Key Highlights:

  • Record Q4 net revenue of $10.1 million, up 41.5% year-over-year; record fiscal 2025 net revenue of $34.7 million, up 14.9%.
  • GURU delivered two consecutive profitable quarters, with record net revenue in both Q3 and Q4, reflecting sustained demand across Canada and the U.S.
  • Transformational fiscal year: Net loss improved to $1.4 million, down from $9.4 million in fiscal 2024; Adjusted EBITDA loss improved to $0.3 million, approaching break-even.
  • Structural margin expansion and cash generation: Gross margin expanded by 940 basis points to 64.7% for fiscal 2025; generating $3.3 million in operating cash flow versus a $9.3 million outflow in fiscal 2024.
  • Strengthened financial position to $28.5 million in cash, cash equivalents, and short-term investments ($24.2 million as of July 31, 2025) and $10.0 million in unused credit facilities.
  • Continued commercial momentum: During the Black Friday–Cyber Monday (BFCM) event, GURU delivered record performance on Amazon in Canada and the U.S., with strong unit sales growth and further market share gains. Prime Day and Prime Big Deal Days earlier in the year also contributed positively to full-year momentum.

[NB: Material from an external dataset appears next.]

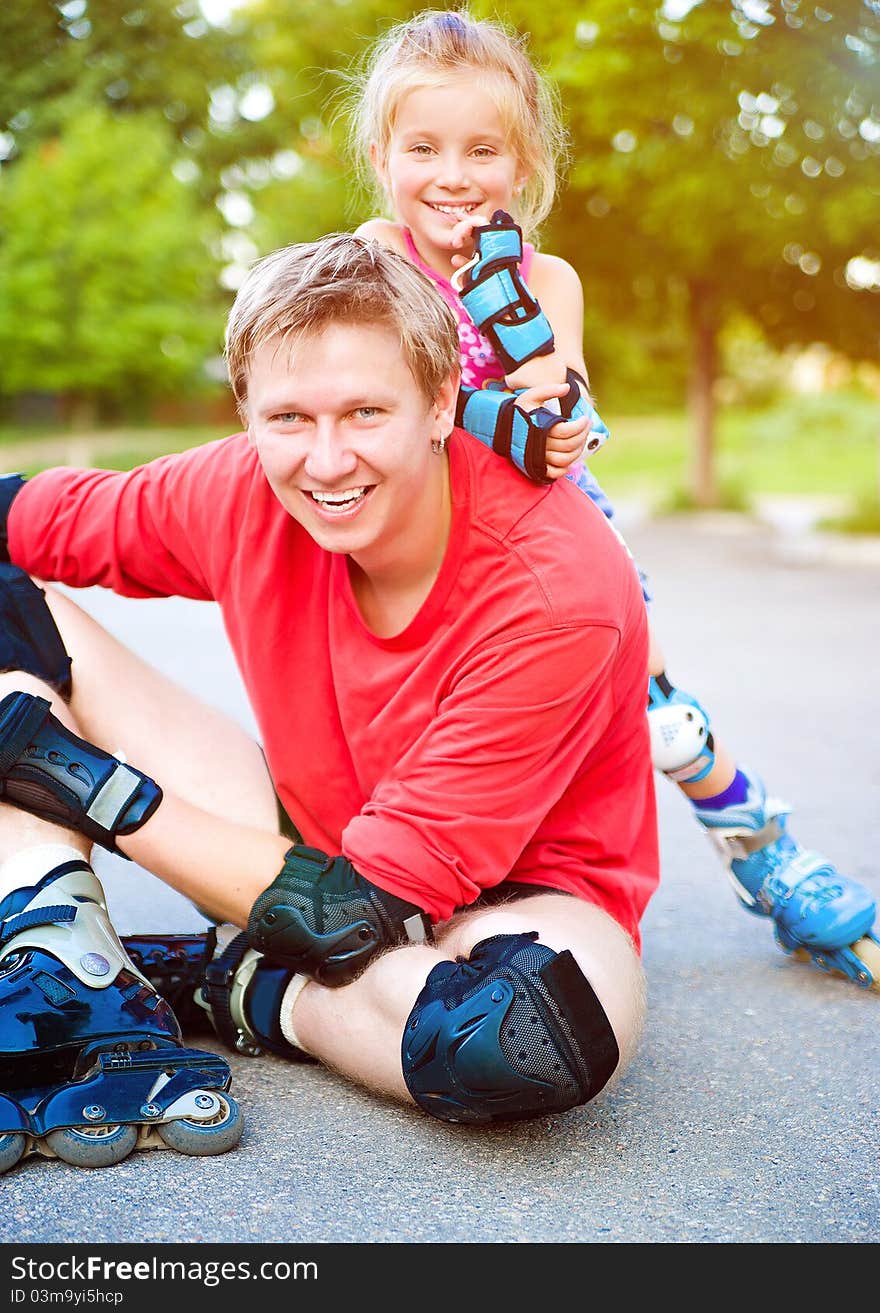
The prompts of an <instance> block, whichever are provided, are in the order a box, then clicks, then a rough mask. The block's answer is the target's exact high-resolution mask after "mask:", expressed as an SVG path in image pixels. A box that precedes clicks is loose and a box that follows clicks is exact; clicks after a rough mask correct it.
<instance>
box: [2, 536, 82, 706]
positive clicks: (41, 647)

GURU also held the #1 innovation position in Quebec for the fourth consecutive year (2022-2025).

MONTRÉAL, Jan. 22, 2026 (GLOBE NEWSWIRE) — GURU Organic Energy Corp. (TSX: GURU) (“GURU” or the “Company“), Canada’s leading organic energy drink brand1, today announced its results for the fourth quarter and fiscal year ended October 31, 2025. All amounts are in Canadian dollars unless otherwise indicated.

Financial Highlights
(in thousands of dollars, except per share data)
Three months ended
October 31
Fiscal year ended
October 31
  2025 2024 2025 2024
  $ $ $ $
Net revenue 10,122 7,155 34,748 30,242
Gross profit 6,586 4,087 22,480 16,736
Net income (loss) 38 (2,650) (1,377) (9,410)
Basic and diluted income (loss) per share 0.00 (0.09) (0.05) (0.31)
Adjusted EBITDA2 459 (2,261) (255) (9,132)
         

QUOTE FROM CARL GOYETTE, PRESIDENT AND CEO
“Fiscal 2025 was a pivotal year for GURU. We delivered profitability in both the third and fourth quarters, with record net revenue in each, demonstrating strong consumer demand in Canada and the U.S. This performance highlights the early benefits of our enhanced control over distribution, pricing, and retailer activation.

“Our second half results demonstrated the power of our model, with high structural margins, disciplined cost management, and improved cash generation. Retail performance accelerated across Canada, supported by innovation and the rollout of two new 18-count variety packs at a national wholesale club retailer. GURU also maintained its position as Quebec’s #1 innovation brand.

“In e-commerce, we delivered record results during Black Friday–Cyber Monday, supported by strong Prime Day and Prime Big Deal Days earlier in the year. With over $28 million in cash, strong momentum, and a robust innovation pipeline, GURU is well positioned as we enter fiscal 2026.”

A YEAR OF TRANSFORMATION AND PROFITABILITY PROGRESSION
Fiscal 2025 marked a significant year of operational transformation, margin expansion, and progress toward profitability. The successful midyear transition to direct distribution in Canada improved retailer engagement and strengthened the Company’s control over pricing, promotions and inventory.

Net loss improved from $9.4 million in fiscal 2024 to $1.4 million in fiscal 2025, while Adjusted EBITDA loss improved to $0.3 million, reflecting continued progress toward break-even.

This year also delivered 940 basis points of margin expansion driven by efficiencies from the new business model, improved pricing, disciplined promotional activity and a termination adjustment related to the Company’s Canadian exclusive distribution agreement disclosed in Q3.

SECOND HALF ACCELERATION: Q3 AND Q4 VALIDATE MODEL STRENGTH
GURU delivered its first two consecutive profitable quarters since going public, with both Q3 and Q4 delivering record net revenue. These results reflect strong execution across retail channels, wholesale clubs, e-commerce and digital activation in Canada and the U.S.

In the second half of fiscal 2025:

  • Gross margins consistently exceeded 65%.
  • Revenue growth accelerated to record levels.
  • SG&A expenses remained tightly managed.
  • Retail performance in Canada improved significantly in key banners.